Ini fakta. Walaupun kelompok ini selalu menggaungkan hanya berpedoman pada Quran dan Sunnah, tapi kenyataannya itu berlawanan dengan fakta dan realitas yang dilakukan oleh ulama dan pengikutnya. Lihat data berikut ini:

1. Kumpulan Fatwa ulama Wahabi

Ulama Wahabi level pertama seperti Bin Baz dan Ibnu Utsaimin masing-masing memiliki karya tulis yang berisi kumpulan fatwanya atas pertanyaan yang diajukan pada mereka. Berikut judul dan linknya (untuk download):

Dua kitab ini menjadi rujukan utama kalangan Wahabi dalam soal agama.

Selain karya dua ulama Wahabi di atas, mereka juga menjadikan fatwa Ibnu Taimiyah sebagai rujukan. Ibnu Taimiyah (wafat, 1328 M; 728 H) adalah ulama pelopor gerakan Salafi, yang mengilhami gerakan Wahabi. Kumpulan fatwanya dapat didownload di link berikut:

Yang patut dipertanyakan:

  1. Kalau kaum Wahabi dalam menjalankan syariah Islam hanya berpegang teguh pada Al-Quran dan Sunnah (hadits), mengapa mereka mengandalkan fatwa para ulama Wahabi dan Salafi di atas?
  2. Begitu juga, ketiga ulama tersebut dan ulama Wahabi yang lain, mengapa melayani dan menjawab pertanyaan pengikut Wahabi? Mengapa tidak meminta para pengikutnya untuk mencari sendiri jawabannya di Al-Quran dan Sunnah?

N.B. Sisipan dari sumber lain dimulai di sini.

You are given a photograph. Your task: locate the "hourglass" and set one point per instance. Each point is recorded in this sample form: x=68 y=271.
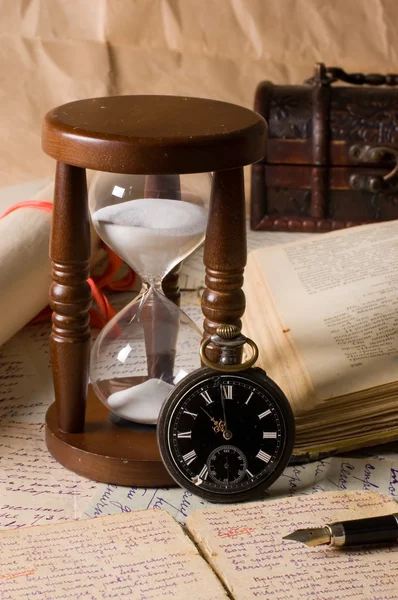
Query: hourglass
x=153 y=222
x=150 y=204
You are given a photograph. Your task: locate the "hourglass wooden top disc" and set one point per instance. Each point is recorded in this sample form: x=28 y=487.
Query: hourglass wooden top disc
x=154 y=134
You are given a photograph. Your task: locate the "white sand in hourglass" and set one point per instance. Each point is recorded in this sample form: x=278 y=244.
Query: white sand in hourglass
x=152 y=235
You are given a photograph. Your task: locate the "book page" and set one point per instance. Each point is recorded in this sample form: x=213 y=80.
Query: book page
x=376 y=473
x=244 y=545
x=140 y=556
x=336 y=295
x=192 y=274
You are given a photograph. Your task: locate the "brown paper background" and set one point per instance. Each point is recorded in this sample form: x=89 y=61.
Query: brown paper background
x=56 y=51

Sebab, ketika suatu pendapat dalam syariah Islam itu keluar dari mulut seorang ulama Wahabi, maka itu adalah pendapat atau penafsiran ulama tersebut. Bukan pandangan dari Al-Quran dan/atau Sunnah. Walaupun ulama tersebut mungkin mengutip ayat Al-Quran atau hadis Nabi.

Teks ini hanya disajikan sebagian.